Deep guide · India
Lumpsum calculator — one-time investment growth
Deploy ₹21,10,000 once at 10% a year for 14 years, and this illustration lands near ₹80,12,721 — about ₹59,02,721 in growth on top of principal. Weigh that against drip-feeding the same capacity through monthly SIPs when you think about timing risk.
A lumpsum puts every rupee to work from day one — strong when you accept today’s entry level and can stay long; harder when you prefer to average in. The math here uses one annual compounding step for clarity; it is not a scheme document.
What follows: your baseline, tenure and principal grids, return sensitivity, and a SIP contrast. Market-linked funds do not promise the assumed rate.

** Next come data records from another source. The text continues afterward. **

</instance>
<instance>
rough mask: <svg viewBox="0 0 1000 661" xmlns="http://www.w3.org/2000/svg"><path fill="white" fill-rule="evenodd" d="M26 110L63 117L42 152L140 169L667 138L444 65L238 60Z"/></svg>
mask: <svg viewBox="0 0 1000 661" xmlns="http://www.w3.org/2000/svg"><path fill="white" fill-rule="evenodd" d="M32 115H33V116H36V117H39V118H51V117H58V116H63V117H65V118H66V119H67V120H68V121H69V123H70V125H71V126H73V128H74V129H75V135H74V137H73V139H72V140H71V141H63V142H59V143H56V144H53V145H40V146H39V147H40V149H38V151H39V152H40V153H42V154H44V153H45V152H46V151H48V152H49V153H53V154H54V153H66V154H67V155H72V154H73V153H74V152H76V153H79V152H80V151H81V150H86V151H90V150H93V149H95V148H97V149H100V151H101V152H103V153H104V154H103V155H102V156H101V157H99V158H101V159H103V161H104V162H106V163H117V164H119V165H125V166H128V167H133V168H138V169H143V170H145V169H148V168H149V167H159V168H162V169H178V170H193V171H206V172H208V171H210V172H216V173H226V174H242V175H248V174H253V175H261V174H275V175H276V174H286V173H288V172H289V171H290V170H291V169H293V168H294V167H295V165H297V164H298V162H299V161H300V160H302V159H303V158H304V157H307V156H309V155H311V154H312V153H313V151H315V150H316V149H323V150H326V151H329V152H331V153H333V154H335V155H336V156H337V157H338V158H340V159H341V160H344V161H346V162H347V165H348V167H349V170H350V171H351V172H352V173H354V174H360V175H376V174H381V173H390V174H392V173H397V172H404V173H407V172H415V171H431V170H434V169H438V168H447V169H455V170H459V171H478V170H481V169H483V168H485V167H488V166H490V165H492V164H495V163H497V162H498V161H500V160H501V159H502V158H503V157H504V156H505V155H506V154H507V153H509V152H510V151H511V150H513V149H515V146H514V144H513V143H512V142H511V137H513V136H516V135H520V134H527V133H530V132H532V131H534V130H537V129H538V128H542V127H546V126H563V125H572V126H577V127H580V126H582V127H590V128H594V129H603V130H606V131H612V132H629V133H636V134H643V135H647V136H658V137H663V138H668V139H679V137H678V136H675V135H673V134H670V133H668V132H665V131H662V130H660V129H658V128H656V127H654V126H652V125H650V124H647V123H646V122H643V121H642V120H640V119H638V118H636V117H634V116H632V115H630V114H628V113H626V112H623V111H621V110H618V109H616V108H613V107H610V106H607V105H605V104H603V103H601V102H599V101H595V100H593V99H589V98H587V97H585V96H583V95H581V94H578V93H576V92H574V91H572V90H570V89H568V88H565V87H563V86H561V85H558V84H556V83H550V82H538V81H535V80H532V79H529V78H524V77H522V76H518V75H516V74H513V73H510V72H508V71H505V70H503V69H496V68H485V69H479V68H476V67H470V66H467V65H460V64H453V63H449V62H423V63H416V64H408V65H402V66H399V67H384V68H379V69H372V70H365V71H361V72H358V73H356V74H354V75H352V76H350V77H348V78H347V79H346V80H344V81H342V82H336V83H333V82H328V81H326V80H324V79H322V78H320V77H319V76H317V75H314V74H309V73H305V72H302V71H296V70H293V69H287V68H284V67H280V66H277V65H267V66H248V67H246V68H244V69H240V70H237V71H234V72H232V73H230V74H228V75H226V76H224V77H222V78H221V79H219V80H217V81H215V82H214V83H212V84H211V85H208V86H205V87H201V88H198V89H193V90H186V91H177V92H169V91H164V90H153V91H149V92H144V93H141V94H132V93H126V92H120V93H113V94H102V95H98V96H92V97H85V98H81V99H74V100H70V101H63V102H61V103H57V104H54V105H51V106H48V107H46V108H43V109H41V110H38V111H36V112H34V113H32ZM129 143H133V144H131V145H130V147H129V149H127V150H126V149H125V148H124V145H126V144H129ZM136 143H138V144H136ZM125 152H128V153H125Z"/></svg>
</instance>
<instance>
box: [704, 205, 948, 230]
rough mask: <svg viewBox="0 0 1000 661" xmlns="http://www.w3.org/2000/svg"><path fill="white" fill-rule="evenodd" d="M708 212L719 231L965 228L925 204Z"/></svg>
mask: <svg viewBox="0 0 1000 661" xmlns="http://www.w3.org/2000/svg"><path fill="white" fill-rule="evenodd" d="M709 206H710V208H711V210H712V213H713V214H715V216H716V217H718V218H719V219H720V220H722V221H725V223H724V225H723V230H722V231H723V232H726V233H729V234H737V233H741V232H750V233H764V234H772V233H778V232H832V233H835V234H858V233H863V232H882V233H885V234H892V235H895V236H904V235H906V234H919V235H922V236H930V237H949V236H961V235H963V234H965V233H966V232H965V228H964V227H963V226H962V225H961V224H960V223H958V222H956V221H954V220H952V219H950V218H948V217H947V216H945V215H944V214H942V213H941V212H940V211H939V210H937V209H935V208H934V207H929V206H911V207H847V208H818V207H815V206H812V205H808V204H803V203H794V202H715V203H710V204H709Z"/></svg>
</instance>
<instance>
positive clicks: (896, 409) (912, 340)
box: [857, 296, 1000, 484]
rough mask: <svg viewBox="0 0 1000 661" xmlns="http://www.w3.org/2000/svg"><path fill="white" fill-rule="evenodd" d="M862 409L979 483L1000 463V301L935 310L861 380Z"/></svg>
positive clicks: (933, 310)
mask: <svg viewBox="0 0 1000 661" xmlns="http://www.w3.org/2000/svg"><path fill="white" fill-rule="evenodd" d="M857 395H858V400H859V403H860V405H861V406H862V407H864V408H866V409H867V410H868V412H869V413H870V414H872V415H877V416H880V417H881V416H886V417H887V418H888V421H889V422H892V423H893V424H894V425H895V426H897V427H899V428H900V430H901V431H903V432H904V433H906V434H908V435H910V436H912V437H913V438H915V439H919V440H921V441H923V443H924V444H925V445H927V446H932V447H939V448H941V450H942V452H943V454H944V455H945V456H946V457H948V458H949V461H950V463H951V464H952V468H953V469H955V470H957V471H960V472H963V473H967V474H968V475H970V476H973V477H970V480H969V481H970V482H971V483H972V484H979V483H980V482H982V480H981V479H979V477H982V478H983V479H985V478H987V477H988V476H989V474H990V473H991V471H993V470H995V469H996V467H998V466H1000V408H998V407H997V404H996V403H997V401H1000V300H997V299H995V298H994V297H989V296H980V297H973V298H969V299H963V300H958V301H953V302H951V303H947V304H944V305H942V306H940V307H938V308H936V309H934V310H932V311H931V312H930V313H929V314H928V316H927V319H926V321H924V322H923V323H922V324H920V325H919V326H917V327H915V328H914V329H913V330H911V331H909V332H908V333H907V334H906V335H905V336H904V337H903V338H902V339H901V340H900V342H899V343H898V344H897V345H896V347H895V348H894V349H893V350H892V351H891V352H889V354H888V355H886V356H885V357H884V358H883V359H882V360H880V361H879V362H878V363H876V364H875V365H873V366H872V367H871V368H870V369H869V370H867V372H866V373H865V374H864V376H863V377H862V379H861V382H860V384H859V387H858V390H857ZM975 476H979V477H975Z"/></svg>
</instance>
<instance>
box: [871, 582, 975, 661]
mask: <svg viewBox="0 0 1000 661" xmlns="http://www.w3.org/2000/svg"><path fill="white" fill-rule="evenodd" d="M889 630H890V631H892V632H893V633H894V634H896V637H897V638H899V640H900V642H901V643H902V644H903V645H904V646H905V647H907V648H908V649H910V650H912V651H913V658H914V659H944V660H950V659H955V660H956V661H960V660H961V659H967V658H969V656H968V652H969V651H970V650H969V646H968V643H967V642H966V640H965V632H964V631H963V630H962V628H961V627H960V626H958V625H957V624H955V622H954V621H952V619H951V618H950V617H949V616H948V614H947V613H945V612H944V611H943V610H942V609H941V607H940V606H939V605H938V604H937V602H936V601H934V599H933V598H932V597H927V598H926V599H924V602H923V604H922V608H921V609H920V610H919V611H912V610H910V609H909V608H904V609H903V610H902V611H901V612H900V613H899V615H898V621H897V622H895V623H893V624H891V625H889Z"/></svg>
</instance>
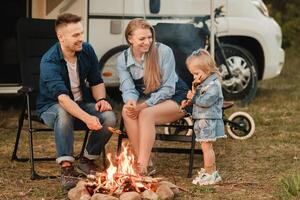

How this lumpsum growth model works
We apply the stated annual return once per year to the running balance — a simple compounding loop that separates principal, accumulated interest, and maturity. Real mutual funds mark to market daily; this model smooths returns into one annual step so you can compare scenarios quickly.
Calculation breakdown
- Principal: ₹21,10,000
- Estimated interest: ₹59,02,721
- Estimated maturity: ₹80,12,721
Scenario comparison
Different tenures
| Years | Interest | Maturity |
|---|---|---|
| 5 | ₹12,88,176 | ₹33,98,176 |
| 10 | ₹33,62,797 | ₹54,72,797 |
| 15 | ₹67,03,994 | ₹88,13,994 |
| 20 | ₹1,20,85,025 | ₹1,41,95,025 |
Different principal amounts (±15–25%)
| Scenario | Principal | Interest | Maturity |
|---|---|---|---|
| -25% vs base | ₹15,82,500 | ₹44,27,041 | ₹60,09,541 |
| -15% vs base | ₹17,93,500 | ₹50,17,313 | ₹68,10,813 |
| 15% vs base | ₹24,26,500 | ₹67,88,130 | ₹92,14,630 |
| 25% vs base | ₹26,37,500 | ₹73,78,402 | ₹1,00,15,902 |
Different return assumptions (same P and tenure)
| Scenario | Rate | Interest | Maturity |
|---|---|---|---|
| -25% vs base | 7.5% | ₹36,97,657 | ₹58,07,657 |
| -15% vs base | 8.5% | ₹45,01,482 | ₹66,11,482 |
| Base rate | 10% | ₹59,02,721 | ₹80,12,721 |
| 15% vs base | 11.5% | ₹75,75,691 | ₹96,85,691 |
| 25% vs base | 12.5% | ₹88,65,335 | ₹1,09,75,335 |
Comparison: lumpsum vs SIP (illustrative)
For perspective, an illustrative SIP of ₹12,560 per month at 12% for 14 years could land near ₹54,81,409 — different risk/return path than a one-time lumpsum; not a recommendation.
Lumpsum vs SIP is not a moral choice — it is a cash-flow and risk trade-off. If you already hold a large corpus, lumpsum deployment may be appropriate; if you are early in your career, SIPs can enforce discipline. Use both calculators on EasyCal to stress-test assumptions.
Frequently asked questions
- What is the future value of ₹21,10,000 at 10% for 14 years?
- Under annual compounding (illustrative), maturity is about ₹80,12,721 with interest near ₹59,02,721. Actual mutual fund lumpsum returns are not guaranteed.
- Lumpsum vs SIP — which is better?
- Lumpsum deploys capital immediately; SIP spreads entries over time. Risk/return profiles differ — use both calculators for perspective.
- Is this mutual fund lumpsum calculator India specific?
- It uses rupee amounts and common search intent for Indian investors; returns are illustrative, not a fund quote.
- Does this include tax?
- No — capital gains tax rules vary by asset and holding period.
- Can I change the return assumption?
- Yes — rerun with a lower rate for conservative planning.
- Where can I explore more scenarios?
- Use the internal links below for nearby principals, tenures, and rates.
Internal linking — related lumpsum calculator pages
Explore nearby scenarios on EasyCal — each link opens a calculator page with matching inputs (programmatic SEO).
- Lumpsum — 22.1 lakh · 14 years @ 10%
- Lumpsum — 23.1 lakh · 14 years @ 10%
- Lumpsum — 26.1 lakh · 14 years @ 10%
- Lumpsum — 31.1 lakh · 14 years @ 10%
- Lumpsum — 20.1 lakh · 14 years @ 10%
- Lumpsum — 19.1 lakh · 14 years @ 10%
- Lumpsum — 16.1 lakh · 14 years @ 10%
- Lumpsum — 36.1 lakh · 14 years @ 10%
- Lumpsum — 11.1 lakh · 14 years @ 10%
- Lumpsum — 21.1 lakh · 16 years @ 10%
Illustrative compounding only — not investment advice.